Esta necesidad enfermiza de proyectar una imagen de perfección absoluta culminaría de manera trágica durante la devastadora hambruna de la década de los noventa. Mientras el gobierno aceptaba en secreto toneladas de ayuda humanitaria internacional, se prohibía sistemáticamente el libre movimiento a los trabajadores extranjeros, evitando así que el mundo presenciara la catástrofe humana y el colapso financiero total.

Es precisamente este aterrador contexto el que otorga su verdadera dimensión a la epopeya de estas estrellas secuestradas. El dictador disfrutaba de su opulenta sala de proyecciones privada, aplaudiendo el genio ajeno mientras se burlaba con desprecio de la supuesta incompetencia artística de su propia gente.

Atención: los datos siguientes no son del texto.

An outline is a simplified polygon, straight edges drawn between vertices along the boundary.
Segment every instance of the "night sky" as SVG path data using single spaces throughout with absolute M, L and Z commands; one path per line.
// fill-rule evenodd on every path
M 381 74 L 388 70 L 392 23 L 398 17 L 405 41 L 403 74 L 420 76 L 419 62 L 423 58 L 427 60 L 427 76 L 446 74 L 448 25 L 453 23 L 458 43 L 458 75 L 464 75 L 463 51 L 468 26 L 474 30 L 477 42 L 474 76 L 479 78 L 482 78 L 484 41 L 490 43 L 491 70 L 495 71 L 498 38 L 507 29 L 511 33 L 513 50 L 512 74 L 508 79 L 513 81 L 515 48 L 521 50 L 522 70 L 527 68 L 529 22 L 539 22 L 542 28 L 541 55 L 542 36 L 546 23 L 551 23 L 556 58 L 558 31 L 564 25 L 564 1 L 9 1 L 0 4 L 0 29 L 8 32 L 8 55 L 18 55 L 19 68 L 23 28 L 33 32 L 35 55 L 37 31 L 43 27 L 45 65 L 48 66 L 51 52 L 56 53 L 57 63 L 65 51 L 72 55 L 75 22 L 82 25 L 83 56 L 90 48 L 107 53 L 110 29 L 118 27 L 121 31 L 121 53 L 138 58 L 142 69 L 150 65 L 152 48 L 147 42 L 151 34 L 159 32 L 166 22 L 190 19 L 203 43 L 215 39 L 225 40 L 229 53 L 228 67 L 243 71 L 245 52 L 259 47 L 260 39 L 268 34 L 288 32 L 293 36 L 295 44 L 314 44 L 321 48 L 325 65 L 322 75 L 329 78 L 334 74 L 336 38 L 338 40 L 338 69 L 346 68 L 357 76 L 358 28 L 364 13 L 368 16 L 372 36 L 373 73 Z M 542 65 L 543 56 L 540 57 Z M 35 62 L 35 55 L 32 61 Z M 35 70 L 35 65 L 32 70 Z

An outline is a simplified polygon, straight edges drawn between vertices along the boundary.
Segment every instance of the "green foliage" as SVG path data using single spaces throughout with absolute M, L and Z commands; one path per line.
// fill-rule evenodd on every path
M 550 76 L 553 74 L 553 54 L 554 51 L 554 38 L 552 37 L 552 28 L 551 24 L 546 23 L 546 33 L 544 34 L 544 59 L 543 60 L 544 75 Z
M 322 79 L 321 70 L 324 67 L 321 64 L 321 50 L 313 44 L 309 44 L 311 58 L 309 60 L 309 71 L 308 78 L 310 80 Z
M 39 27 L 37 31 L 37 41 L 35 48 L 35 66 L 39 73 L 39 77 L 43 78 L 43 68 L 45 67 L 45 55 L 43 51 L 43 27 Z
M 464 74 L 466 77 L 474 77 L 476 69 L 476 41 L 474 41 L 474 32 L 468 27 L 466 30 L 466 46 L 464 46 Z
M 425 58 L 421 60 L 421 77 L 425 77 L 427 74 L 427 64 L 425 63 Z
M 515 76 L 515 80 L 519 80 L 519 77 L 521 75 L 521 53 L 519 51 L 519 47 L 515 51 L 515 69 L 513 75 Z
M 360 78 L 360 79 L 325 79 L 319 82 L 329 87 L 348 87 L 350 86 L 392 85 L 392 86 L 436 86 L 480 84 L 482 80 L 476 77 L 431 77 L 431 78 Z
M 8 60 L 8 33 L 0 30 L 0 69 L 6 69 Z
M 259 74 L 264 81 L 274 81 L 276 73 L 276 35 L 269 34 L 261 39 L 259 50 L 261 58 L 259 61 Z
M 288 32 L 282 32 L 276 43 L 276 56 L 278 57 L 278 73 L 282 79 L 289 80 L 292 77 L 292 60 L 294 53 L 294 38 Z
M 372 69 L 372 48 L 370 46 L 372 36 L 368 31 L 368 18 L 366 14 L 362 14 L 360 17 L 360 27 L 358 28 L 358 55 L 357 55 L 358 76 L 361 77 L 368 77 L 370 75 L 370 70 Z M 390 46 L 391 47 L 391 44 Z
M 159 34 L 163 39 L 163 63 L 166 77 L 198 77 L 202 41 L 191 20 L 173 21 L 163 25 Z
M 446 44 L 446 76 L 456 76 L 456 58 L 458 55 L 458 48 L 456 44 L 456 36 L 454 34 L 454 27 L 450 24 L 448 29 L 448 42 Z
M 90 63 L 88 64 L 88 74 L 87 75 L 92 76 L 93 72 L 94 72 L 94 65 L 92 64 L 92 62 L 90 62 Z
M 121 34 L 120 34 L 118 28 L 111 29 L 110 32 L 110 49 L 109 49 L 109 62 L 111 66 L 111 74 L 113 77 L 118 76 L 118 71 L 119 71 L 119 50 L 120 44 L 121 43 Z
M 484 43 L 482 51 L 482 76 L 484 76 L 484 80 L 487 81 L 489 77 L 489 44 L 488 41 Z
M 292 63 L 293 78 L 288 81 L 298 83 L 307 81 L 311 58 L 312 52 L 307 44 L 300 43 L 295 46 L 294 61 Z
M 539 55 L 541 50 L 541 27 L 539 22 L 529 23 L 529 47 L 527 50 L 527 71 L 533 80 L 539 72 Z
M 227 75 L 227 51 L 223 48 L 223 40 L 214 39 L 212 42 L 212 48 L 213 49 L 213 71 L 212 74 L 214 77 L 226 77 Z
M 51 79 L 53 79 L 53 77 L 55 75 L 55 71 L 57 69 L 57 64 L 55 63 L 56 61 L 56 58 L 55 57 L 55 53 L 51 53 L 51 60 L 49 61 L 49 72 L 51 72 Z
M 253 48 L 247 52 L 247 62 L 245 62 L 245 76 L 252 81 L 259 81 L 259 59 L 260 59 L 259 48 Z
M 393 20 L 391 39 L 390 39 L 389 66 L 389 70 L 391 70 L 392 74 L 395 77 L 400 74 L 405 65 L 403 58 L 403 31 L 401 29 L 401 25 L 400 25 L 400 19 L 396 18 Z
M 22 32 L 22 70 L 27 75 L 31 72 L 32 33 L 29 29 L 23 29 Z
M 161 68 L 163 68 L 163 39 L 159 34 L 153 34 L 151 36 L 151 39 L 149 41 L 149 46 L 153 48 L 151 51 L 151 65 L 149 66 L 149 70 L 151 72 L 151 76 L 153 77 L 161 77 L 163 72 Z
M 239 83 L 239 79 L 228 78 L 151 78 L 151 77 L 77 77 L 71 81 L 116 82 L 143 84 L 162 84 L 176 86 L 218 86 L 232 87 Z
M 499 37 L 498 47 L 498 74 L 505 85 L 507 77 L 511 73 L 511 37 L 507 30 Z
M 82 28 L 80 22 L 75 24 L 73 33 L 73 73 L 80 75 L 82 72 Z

No obstante, optaba por ignorar convenientemente que sus directores estaban paralizados por un miedo institucional crónico, totalmente aislados de cualquier influencia creativa del exterior. En lugar de aflojar las cadenas de la censura y permitir que el arte floreciera con naturalidad, prefirió orquestar secuestros al otro lado de Asia para apropiarse de talentos que habían crecido en libertad.